Observations of the consequences of RAID spraying in a severe infestation

I was asked to assess a bed bug problem in a triplex with two suites upstairs and one suite downstairs. I entered the front common door and was immediately confronted with several thousand dead bed bugs on the all the stair treads leading to the second floor. As I walked up the stairs I noted that there were more live bugs closer to the top of the stairs than the bottom of the stairs. It was like walking on a carpet made of bed bugs. Highly unusual.

I entered the “problem” room and was confronted with baseboards that were black with bed bug excrement. The pillow had more blood stain color than the normal white color. The blood stains occur when bugs are feeding on the face at night and are crushed during night time tossing and turning. This infestation was among the top 5 in terms of the severity of infestation and I have seen.

The caretaker was present so I asked questions. Apparently there had been no bed bugs on the stairs a few days previously but had appeared when the “problem” suite discharged a can of RAID (aerosol pyrethrin) into his room. I have noted in other infestations that the bugs tend to be forced to the suite below when a tenant sprays RAID. In this case the bugs went down the common area stairs by the thousands. That is interesting as bed bugs normally prefer climbing to going down (see blog “observations on bed bugs climbing up and down.”)

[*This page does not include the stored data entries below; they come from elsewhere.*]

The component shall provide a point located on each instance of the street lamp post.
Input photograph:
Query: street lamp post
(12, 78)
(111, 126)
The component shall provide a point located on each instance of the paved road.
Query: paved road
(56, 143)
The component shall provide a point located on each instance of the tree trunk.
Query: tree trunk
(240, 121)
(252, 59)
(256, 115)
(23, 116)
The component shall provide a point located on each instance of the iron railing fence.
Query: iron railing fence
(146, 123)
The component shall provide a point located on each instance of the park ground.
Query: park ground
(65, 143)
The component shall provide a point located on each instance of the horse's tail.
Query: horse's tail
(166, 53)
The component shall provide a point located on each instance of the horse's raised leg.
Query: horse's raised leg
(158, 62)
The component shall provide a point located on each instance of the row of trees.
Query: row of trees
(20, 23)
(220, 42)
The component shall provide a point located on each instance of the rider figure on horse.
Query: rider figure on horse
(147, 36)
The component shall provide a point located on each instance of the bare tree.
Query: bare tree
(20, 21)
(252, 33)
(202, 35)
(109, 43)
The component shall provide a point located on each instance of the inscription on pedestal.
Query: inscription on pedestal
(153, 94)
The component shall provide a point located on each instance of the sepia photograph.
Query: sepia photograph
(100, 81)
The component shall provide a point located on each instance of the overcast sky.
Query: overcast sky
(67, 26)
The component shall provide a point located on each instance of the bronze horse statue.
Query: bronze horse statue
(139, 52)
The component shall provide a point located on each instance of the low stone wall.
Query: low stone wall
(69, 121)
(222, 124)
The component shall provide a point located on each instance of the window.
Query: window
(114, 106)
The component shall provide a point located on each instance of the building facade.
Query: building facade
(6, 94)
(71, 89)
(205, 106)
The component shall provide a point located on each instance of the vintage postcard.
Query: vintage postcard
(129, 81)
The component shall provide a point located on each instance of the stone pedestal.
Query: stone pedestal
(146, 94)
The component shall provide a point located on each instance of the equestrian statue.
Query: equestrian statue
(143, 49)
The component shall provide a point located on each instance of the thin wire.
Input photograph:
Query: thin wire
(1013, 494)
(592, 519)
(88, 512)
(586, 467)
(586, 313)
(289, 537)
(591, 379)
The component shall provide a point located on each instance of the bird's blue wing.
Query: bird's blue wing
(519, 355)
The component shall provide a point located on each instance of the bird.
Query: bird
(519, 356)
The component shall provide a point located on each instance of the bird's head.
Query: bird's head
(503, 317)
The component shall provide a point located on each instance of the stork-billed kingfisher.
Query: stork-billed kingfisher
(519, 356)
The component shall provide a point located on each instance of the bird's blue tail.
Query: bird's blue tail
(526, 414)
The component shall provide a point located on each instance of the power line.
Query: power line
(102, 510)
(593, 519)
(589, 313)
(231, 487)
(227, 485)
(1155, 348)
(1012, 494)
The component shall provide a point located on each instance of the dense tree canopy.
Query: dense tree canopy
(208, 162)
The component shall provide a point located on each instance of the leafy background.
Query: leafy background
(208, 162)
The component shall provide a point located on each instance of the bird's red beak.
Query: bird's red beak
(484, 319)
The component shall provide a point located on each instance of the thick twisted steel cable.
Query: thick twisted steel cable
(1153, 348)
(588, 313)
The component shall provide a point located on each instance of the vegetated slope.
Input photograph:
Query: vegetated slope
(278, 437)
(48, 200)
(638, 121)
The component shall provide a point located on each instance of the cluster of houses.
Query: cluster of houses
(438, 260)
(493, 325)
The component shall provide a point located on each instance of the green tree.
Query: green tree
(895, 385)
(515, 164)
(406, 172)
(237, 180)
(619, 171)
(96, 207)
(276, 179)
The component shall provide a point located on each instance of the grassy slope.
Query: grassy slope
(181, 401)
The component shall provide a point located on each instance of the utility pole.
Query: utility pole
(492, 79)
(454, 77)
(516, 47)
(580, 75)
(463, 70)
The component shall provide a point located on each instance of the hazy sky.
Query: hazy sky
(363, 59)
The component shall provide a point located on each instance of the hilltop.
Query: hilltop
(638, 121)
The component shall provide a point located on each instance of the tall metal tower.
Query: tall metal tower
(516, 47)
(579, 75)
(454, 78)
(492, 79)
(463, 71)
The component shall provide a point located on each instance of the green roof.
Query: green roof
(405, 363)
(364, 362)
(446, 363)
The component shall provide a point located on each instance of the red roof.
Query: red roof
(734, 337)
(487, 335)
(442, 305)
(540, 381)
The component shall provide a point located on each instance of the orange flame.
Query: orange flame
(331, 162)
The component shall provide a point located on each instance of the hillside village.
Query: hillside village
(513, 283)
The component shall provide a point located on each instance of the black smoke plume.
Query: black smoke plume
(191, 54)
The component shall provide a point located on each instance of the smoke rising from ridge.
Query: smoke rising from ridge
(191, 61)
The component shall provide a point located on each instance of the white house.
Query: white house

Also interesting was a piece of double sided tape on the stairs that caught several hundred bed bugs. When bed bugs are healthy they can walk over double sided tape with little difficulty (see blog on my experiment with double sided tape and bed bugs). Actually we find that approximately 2 percent of bed bugs can walk directly over a sticky mouse glue board which is at least 10 times stickier than double sided tape (see video “climb up interceptor versus modified glue board” for a photo of bed bugs traversing two or more inches of mouse glue board). If bed bugs can occasionally walk across a mouse glue board then certainly carpet tape will make a poor trap. But in this particular case we saw that bed bugs with pyrethroid poisoning were caught in the carpet tape by the hundreds. Bed bugs with pyrethroid poisoning have poor motor control and are less likely to escape a predicament.

Once again we see a graphic demonstration of the dangers of spraying RAID on bed bugs. Don’t do it.